This month’s edition of Health Affairs features an article focusing on patients with high mental health costs — and how they incur 30 percent more costs than other high-cost patients. This research helps to make the increasingly compelling case for earlier identification and intervention to address mental illnesses — if we’re concerned about saving money.
For their Health Affairs article, Claire de Oliveira and her colleagues examined a large group of Canadian patients to determine if and why individuals with mental health conditions were costlier to treat than those without mental health conditions. They found that the average cost for a “mental health high-cost patient” was roughly 33 percent greater than the average cost for other high-cost patients.
In the United States, mental disorders frequently rank among the highest in direct medical spending. We pay a high price for mental illnesses. We should care where and for whom that spending goes, and what we’re getting for our money.
So what should we do about this?
In doing their analysis, the authors uncovered some information that leads us to an obvious answer — we should intervene early.
The Case For Early Intervention
First, high-cost mental health patients are much younger than other high-cost patients.
The authors found that 79 percent of high-cost mental health patients were under the age of 60. But only 39.7 percent of other high-cost patients were under age 60.
Chronic diseases affecting the heart, lungs, and other organs are often diseases of aging. But half of all mental illnesses begin by the age of 14, three-quarters by the age of 25. For individuals with mental illnesses, the costs often start adding up early.
Our work at Mental Health America bears this out. We have an online mental health screening program we began in April 2014. It allows people to use evidence-based tools to screen for common mental health conditions. As of December, 2015 more than 830,000 people had completed at least one screening.
Among the more than 400,000 screenings conducted between May and October of 2015, 66 percent of individuals were under the age of 25; 36 percent under the age of 18. Sixty-six percent of those screened also scored as positive or in the moderate to severe range for a condition. But 65 percent of this “positive” group (across all ages) told us that they had never been diagnosed with a mental health condition.
While not everyone from our sample who screens positive will progress to later stage mental illness, the paper provides a warning about the costs to come — if we don’t intervene early and effectively.
Second, the researchers suggested that high-cost mental health patients did not (yet) manifest other chronic diseases.
Their data suggested that only 10 percent of mental health high-cost patients had a hospitalization that wasn’t related to mental health needs. They explain this in part because of the young age of the high-cost mental health patients.
This disparity in utilization of non-mental health hospitalizations among high-cost mental health patients could also be due to the increased mortality rates among younger individuals with mental illness. Americans with major mental illness die on average 14-32 years earlier than the general population.
There may be another answer. Mental illnesses could precede other chronic conditions, which in turn become more costly as people age. Revisiting our screening population above, while only 13 percent of those who screened reported having another other chronic condition, those who did report having a physical health condition were slightly older (on average 25-34 years old). Among the reported comorbid physical health problems were chronic pain, heart disease, pulmonary disease, and diabetes.
Either explanation supports the case for early intervention — and for integrated health care services.
Third, high-cost mental health patients were more likely to be hospitalized than were non-mental health high-cost patients.
The disproportionate use of hospitalizations among high-cost mental health patients is a result of our failure to act early. Not too long ago, schizophrenia was thought to be a lifetime sentence of profound disability, with little hope of being able to participate in the community. But we are learning more about schizophrenia every day, and what we are learning highlights the importance of intervening early.
Early intervention around psychosis has long-term positive effects, including a reduction in hospitalizations for five years or more. When services are offered in the community, not in a hospital setting, individuals live more independent lives. This has the added benefit of holding down costs.

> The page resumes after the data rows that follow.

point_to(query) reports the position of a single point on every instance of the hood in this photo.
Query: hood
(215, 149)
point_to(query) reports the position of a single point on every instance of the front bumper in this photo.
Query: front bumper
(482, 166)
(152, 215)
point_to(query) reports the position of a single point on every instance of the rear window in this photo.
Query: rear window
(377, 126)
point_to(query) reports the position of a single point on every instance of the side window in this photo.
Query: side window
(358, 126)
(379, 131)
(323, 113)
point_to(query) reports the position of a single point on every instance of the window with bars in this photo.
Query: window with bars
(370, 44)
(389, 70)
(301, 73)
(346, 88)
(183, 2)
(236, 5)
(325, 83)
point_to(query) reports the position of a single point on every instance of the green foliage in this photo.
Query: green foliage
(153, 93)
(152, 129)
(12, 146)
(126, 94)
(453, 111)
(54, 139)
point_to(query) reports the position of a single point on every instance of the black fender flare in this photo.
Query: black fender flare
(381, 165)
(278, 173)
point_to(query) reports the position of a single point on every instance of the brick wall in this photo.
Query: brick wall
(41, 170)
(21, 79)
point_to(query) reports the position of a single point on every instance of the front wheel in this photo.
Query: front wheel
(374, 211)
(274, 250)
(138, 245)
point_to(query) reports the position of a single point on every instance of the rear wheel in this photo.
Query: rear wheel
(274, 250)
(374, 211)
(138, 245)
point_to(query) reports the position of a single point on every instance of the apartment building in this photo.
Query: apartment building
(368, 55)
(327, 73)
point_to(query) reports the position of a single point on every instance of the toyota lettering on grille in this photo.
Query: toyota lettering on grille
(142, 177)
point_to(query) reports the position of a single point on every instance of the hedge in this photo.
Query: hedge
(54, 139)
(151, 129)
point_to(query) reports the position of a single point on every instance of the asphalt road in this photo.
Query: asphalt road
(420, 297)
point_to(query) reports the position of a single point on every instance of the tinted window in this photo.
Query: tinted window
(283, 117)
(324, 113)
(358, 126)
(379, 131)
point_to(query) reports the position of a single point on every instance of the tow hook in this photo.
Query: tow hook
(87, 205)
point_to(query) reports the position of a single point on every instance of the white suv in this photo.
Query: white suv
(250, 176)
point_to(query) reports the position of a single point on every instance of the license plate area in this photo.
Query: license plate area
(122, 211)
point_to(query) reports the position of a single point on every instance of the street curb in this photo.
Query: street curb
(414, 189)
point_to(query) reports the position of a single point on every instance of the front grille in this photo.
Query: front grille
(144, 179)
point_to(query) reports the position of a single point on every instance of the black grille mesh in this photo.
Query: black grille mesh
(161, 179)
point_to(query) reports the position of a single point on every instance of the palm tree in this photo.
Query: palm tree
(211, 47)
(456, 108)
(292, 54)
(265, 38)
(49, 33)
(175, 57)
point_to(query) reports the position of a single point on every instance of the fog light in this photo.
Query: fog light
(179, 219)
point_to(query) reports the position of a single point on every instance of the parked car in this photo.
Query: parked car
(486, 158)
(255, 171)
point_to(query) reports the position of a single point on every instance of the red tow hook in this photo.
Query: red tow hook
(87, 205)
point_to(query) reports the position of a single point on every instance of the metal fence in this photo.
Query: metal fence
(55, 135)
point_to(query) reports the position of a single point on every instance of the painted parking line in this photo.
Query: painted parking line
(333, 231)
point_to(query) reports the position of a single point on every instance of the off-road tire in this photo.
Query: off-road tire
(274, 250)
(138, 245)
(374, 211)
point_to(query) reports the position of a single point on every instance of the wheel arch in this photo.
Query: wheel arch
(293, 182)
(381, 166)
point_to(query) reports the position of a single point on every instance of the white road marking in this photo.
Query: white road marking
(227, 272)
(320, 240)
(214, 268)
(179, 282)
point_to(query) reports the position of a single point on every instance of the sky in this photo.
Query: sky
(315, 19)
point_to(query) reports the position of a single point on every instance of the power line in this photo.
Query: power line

Advancing Public Policy To Promote Early Intervention
The health and mental health care delivery systems in Canada and the United States are, of course, different, and the payment systems are, too.
But there is no reason to believe that the underlying conclusions of this paper aren’t widely relevant. As chronic diseases, mental illnesses do strike earlier than most. They are often serious. They are increasingly associated with other chronic diseases as people age. And they are expensive.
The solution isn’t expensive. We just need to intervene before Stage 4, at the earliest stages of the disease process. The time is right to implement new policies. Respected authorities have called attention to the importance of early intervention. New initiatives supporting early identification and intervention are included in HR2646 and S1945, which are being considered in Congress this year.
We can act on what we now know about the importance of early intervention. We can promote mental health screening for children and adults, public education to recognize the early warning signs of mental illnesses, and an integrated health care system that incentivizes coordinated community-based services.
If we do, we might just save a few dollars, and, more importantly, save some lives.